Promoting Senate House Library and the School of Advanced Study with the Leverhulme Trust

Promotional material

October Radio Mixes and a photoshoot on the roof of Senate House Tower

The artist was able to promote the residency in two radio shows on Resonance FM. In Wavelength an afternoon show, within a broader discussion of the future of sound art in Senate House, the legacy that it is hoped has been secured due to the impact of the Leverhulme Trust residency on the Library’s public engagement activities. The artist concluded the show with a live radio version of the Summer Open Studio mix. The second show focused on the sound art of the project, the artist’s work and the Leverhulme residency in the context of the artist’s career before and after the residency, how the residency has shaped the artists creativity and how this relates to future work for the artist, in The Sound Projector Show. Having been introduced to Ed Pinsent, who curates The Sound Projector magazine and radio show on Resonance FM, through Maureen Mc'Taggart, the artist was offered a 90minute show. Material from the Open Studio mixes and Listening Chair loops were edited, prepared along with material from individual recordings of some of the poignant, distinctive sonic features of Senate House and the library, such as the listed boiler room and the sound of the membership hall. The forthcoming installation The Memory Hole Machine and performance ‘Hacking The Silence’ were described and promoted drawing on the relationship between Senate House, used as The Ministry of Information in the War and The Ministry of Truth, in George Orwell’s dystopian novel 1984. The show concluded with a live piece based on the material used in the Dada-ist mix performed in Salon Voltaire, in a unique radio improvisation in collaboration with the artist’s fellow band member.

The artist was also interviewed, by Marta Bausell, journalist reporting for ID magazine, formerly of the Guardian, discussing the residency, the work created through the residency and the building in which it was carried out.

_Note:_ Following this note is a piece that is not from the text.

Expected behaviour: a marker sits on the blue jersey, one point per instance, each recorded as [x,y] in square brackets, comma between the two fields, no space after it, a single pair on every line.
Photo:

A photographer came and shot the artist field-recording with John Stone of Estates granting access to the Senate House rooftop.

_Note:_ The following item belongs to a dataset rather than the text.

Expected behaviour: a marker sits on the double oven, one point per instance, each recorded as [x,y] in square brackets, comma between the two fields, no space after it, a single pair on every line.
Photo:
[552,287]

The artist felt that it was important to highlight the importance of libraries such as Senate House Library and the unique, radical character of it’s collections, how they relate to the collections in the Bodleian and British libraries, thus ensuring that the importance of the SHL Collections are acknowledged so that a fuller understanding of the past can be discovered, for those that look. Without the stories told by Collections such as those held in Senate House Library, then our understanding of the past is narrowed and skewed. 

Therefore, the artist described the incredible opportunity presented to her through the library and The Leverhulme Trust, but also, the extraordinary history of the Library and of Senate House, both technologically and culturally and how it reflects the tensions and conflicted nature of British identity in the twentieth and twenty-first centuries.

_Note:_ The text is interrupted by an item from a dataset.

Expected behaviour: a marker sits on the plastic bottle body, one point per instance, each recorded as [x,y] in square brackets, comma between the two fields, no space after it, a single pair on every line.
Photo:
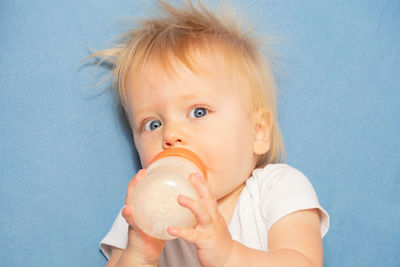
[155,198]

The artist used the blog space to write a Diary of A Sound Artist, to describe the Open Studios at key weeks through the year and progress through the development of the Memory Hole. By the time the first Memory Hole Machine prototype was in 'The Shop' the artist was tweeting virtually every day. Facebook was used and Instagram, although the artist has learnt that more Instagram activity and shorter, more frequent blog posts would have helped to boost the online presence of the residency activities, to a greater extent than Twitter and Facebook. The artist used the Being Human social media campaign in the final six weeks before the start of the Being Human festival

The artist shot videos with a camera and phone uploaded to Vimeo to embed in the blog pages and over social media. Images were taken while recording to help the artist record the metadata for the field-recordings accurately and used in the online content.